On this day in Labor History the year was 1789.
That was the day that the United States Congress officially created the United States army.
Not everyone agreed that the U.S. should have a standing army.
Two years earlier, at the meeting that drafted the U.S. Constitution, James Madison warned against a permanent federal army.
He told those at the Constitutional Convention in Philadelphia “A standing military force, with an overgrown Executive will not long be safe companions to liberty.”
Since Madison was a strong proponent of a centralized federal government, his caution about the army was noteworthy.

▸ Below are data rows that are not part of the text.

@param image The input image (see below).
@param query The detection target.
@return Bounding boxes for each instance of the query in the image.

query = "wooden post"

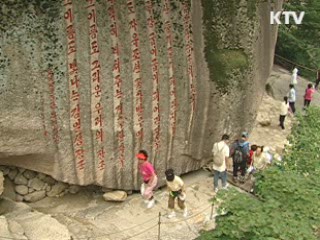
[210,204,213,220]
[158,212,161,240]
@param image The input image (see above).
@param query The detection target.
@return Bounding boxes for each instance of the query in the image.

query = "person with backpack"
[165,168,188,218]
[303,83,315,109]
[279,96,291,130]
[231,132,250,183]
[136,150,158,208]
[212,134,230,193]
[314,69,320,90]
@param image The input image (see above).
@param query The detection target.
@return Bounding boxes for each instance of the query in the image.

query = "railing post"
[158,212,161,240]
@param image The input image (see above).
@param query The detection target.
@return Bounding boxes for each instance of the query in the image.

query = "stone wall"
[0,0,281,189]
[0,166,80,202]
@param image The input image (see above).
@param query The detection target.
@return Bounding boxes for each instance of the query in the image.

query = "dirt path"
[3,66,320,240]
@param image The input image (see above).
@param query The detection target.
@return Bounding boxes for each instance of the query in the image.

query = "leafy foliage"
[199,108,320,240]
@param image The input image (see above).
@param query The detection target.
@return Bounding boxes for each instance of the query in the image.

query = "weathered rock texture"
[0,0,281,190]
[0,166,81,202]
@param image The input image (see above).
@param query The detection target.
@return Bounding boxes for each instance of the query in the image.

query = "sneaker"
[168,211,176,219]
[147,198,155,208]
[183,208,188,217]
[222,183,229,190]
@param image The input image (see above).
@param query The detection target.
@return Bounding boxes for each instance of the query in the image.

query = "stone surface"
[8,169,18,181]
[0,171,4,196]
[68,185,81,194]
[14,185,29,195]
[42,176,57,185]
[103,191,128,202]
[0,216,13,239]
[13,173,28,185]
[23,190,46,202]
[47,182,68,197]
[23,170,37,179]
[28,178,45,190]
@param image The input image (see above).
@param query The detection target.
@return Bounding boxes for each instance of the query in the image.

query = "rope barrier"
[274,54,317,73]
[0,201,213,240]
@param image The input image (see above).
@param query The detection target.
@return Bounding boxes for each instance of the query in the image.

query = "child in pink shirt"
[136,150,158,208]
[304,83,315,109]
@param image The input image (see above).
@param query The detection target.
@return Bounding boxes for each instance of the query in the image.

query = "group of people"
[279,67,320,129]
[136,150,188,218]
[136,68,320,218]
[212,132,271,192]
[136,132,270,218]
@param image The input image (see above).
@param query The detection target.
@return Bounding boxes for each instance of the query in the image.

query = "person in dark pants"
[288,84,296,114]
[279,96,289,129]
[230,132,250,183]
[314,69,320,90]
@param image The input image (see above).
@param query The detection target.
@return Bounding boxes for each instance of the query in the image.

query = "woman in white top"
[291,67,299,85]
[279,96,290,129]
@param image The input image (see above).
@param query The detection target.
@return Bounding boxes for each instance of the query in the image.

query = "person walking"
[212,134,230,193]
[291,67,299,86]
[165,169,188,218]
[303,83,315,109]
[314,69,320,90]
[279,96,290,129]
[288,84,296,114]
[136,150,158,208]
[231,132,250,183]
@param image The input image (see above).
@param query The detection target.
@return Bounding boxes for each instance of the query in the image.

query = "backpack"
[233,143,247,163]
[212,143,225,167]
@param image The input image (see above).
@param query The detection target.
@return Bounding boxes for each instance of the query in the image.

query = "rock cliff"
[0,0,282,189]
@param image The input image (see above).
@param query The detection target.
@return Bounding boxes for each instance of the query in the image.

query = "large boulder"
[0,0,282,189]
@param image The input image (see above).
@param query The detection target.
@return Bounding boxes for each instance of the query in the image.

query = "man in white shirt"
[212,134,230,192]
[288,84,296,114]
[291,67,299,85]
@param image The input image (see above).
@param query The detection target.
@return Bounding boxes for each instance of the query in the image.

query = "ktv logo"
[270,11,305,24]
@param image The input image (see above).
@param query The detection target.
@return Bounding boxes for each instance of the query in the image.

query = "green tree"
[276,0,320,80]
[198,108,320,240]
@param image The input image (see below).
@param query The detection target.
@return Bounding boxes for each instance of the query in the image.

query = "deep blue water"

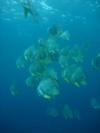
[0,0,100,133]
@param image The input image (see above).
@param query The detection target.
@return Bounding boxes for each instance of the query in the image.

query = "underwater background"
[0,0,100,133]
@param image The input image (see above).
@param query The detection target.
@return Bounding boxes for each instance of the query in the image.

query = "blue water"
[0,0,100,133]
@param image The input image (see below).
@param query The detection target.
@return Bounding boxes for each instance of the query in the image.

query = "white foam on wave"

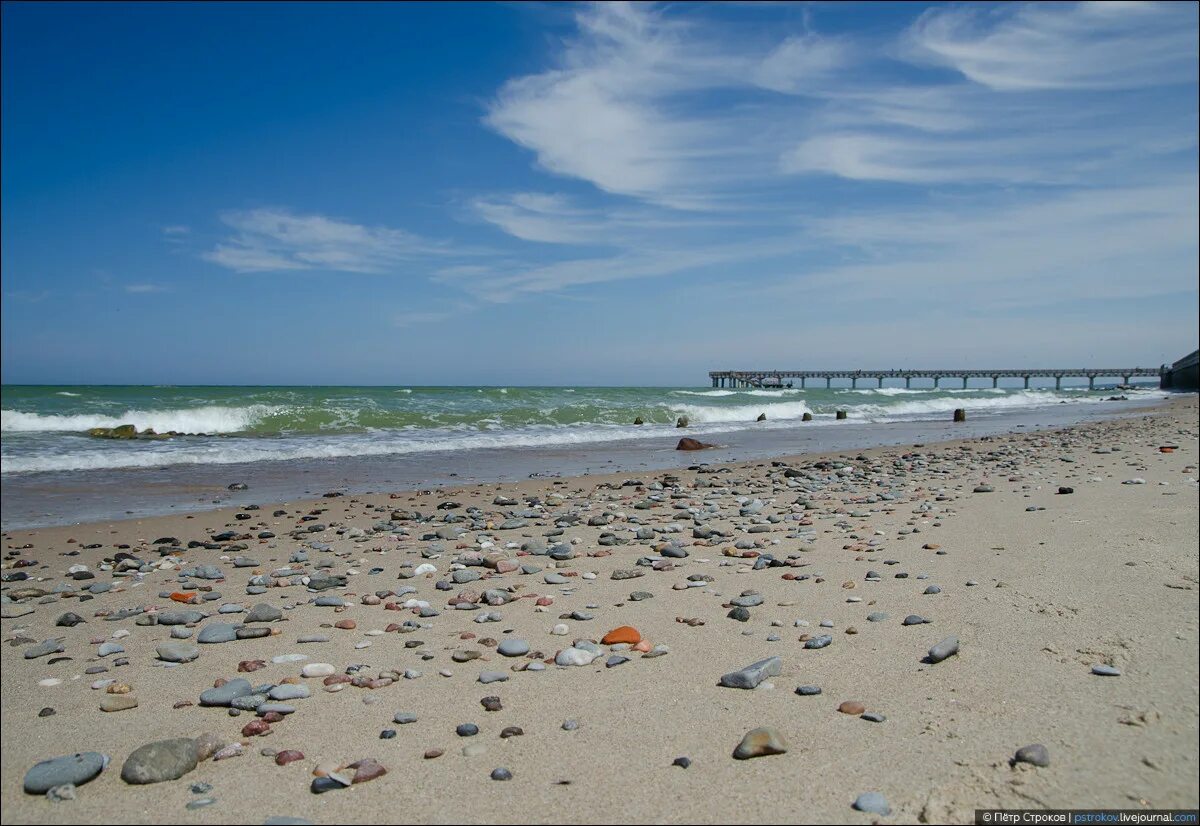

Perhaps these warnings is why it took Congress until the last day of their session to finally approve the measure.
In fact, President George Washington had to write Congress not once but twice to get them to act on the issue.
Once it was approved, the first standing Army had about 800 members.

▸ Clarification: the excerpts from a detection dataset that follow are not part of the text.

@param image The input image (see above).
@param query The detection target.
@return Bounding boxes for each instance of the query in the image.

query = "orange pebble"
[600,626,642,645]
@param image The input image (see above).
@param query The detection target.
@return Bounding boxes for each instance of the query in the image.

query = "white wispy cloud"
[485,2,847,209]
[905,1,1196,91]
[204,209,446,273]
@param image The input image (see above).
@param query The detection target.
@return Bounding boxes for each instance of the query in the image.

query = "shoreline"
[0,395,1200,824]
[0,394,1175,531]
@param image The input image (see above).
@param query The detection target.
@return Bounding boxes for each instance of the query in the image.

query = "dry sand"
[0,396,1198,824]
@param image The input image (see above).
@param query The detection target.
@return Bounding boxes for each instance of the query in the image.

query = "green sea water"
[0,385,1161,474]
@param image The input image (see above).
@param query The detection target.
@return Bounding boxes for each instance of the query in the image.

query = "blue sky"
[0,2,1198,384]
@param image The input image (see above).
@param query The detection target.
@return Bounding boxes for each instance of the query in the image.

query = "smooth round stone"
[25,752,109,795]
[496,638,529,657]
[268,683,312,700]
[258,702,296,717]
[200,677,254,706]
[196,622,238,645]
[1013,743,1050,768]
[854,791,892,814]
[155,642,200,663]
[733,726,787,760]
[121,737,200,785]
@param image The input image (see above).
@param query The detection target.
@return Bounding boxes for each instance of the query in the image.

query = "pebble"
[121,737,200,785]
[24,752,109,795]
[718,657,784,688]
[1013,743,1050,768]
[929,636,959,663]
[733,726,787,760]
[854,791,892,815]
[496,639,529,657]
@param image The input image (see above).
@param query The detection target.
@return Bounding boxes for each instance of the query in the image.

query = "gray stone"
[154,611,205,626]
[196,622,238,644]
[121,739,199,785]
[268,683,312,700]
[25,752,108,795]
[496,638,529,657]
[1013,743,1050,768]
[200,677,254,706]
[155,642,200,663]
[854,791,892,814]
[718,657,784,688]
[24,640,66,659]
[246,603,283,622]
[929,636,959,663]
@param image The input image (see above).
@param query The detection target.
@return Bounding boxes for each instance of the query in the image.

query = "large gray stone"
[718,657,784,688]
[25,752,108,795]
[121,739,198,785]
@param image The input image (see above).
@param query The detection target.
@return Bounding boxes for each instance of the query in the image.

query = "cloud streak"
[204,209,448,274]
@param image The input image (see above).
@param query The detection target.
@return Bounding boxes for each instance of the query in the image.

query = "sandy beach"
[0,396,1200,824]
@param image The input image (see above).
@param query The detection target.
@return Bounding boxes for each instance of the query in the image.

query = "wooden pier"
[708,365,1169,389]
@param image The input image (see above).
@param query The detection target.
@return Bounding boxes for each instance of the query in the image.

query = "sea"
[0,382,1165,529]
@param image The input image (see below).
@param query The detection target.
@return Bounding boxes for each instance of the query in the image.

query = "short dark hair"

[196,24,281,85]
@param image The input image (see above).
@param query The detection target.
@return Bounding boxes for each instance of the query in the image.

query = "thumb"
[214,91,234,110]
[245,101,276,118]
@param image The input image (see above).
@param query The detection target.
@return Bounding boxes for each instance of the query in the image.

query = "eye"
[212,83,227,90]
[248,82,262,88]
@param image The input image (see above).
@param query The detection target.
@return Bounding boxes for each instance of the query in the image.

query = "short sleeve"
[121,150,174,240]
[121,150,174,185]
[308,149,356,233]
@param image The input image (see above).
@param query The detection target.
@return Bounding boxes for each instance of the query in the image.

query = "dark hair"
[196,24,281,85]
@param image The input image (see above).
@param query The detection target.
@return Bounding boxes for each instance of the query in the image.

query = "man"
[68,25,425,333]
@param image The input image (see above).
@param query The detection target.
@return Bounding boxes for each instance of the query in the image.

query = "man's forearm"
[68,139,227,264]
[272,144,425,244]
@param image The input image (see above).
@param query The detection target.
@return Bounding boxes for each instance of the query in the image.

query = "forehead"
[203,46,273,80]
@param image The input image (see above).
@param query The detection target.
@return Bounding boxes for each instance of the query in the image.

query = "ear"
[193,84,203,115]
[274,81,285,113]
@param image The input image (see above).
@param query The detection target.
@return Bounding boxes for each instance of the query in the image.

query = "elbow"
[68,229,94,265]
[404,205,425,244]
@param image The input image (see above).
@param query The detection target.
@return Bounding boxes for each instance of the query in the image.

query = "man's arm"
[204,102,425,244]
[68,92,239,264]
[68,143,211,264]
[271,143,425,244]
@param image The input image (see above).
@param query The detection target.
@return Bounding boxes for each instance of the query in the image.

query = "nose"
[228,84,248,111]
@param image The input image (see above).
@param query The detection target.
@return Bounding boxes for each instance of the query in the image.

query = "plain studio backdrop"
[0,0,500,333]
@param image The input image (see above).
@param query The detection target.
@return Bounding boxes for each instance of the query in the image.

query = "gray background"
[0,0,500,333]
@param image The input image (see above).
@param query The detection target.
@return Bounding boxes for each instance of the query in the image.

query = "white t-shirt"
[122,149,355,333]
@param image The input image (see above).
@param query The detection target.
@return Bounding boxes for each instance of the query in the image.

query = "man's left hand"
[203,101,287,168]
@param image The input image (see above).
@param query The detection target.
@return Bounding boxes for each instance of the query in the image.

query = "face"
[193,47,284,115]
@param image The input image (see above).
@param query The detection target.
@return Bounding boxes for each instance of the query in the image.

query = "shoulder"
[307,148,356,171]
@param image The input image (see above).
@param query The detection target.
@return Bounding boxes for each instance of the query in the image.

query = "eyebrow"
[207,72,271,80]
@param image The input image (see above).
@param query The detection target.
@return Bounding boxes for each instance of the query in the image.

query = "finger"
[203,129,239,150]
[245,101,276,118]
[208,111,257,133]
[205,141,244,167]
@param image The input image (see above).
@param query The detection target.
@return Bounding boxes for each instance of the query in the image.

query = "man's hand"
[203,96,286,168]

By comparison, in 2015 the Army had just under half a million in active duty soldiers.
To supplement the small army, Congress also made a provision for the President to call up troops from State militias.
A stated purpose for such call ups, was “protecting the inhabitants of the frontiers of United States from hostile incursions of the Indians.”
While in federal service, the State militias were supposed to receive “the same as the pay and subsistence” as the regular army.
One time various State militias were used was for the forced removal of the Cherokee people from the Southeast on the Trail of Tears in the 1830s.
State militias were also deployed to break up labor strikes, such as in the Homestead Strike in Pennsylvania in 1892.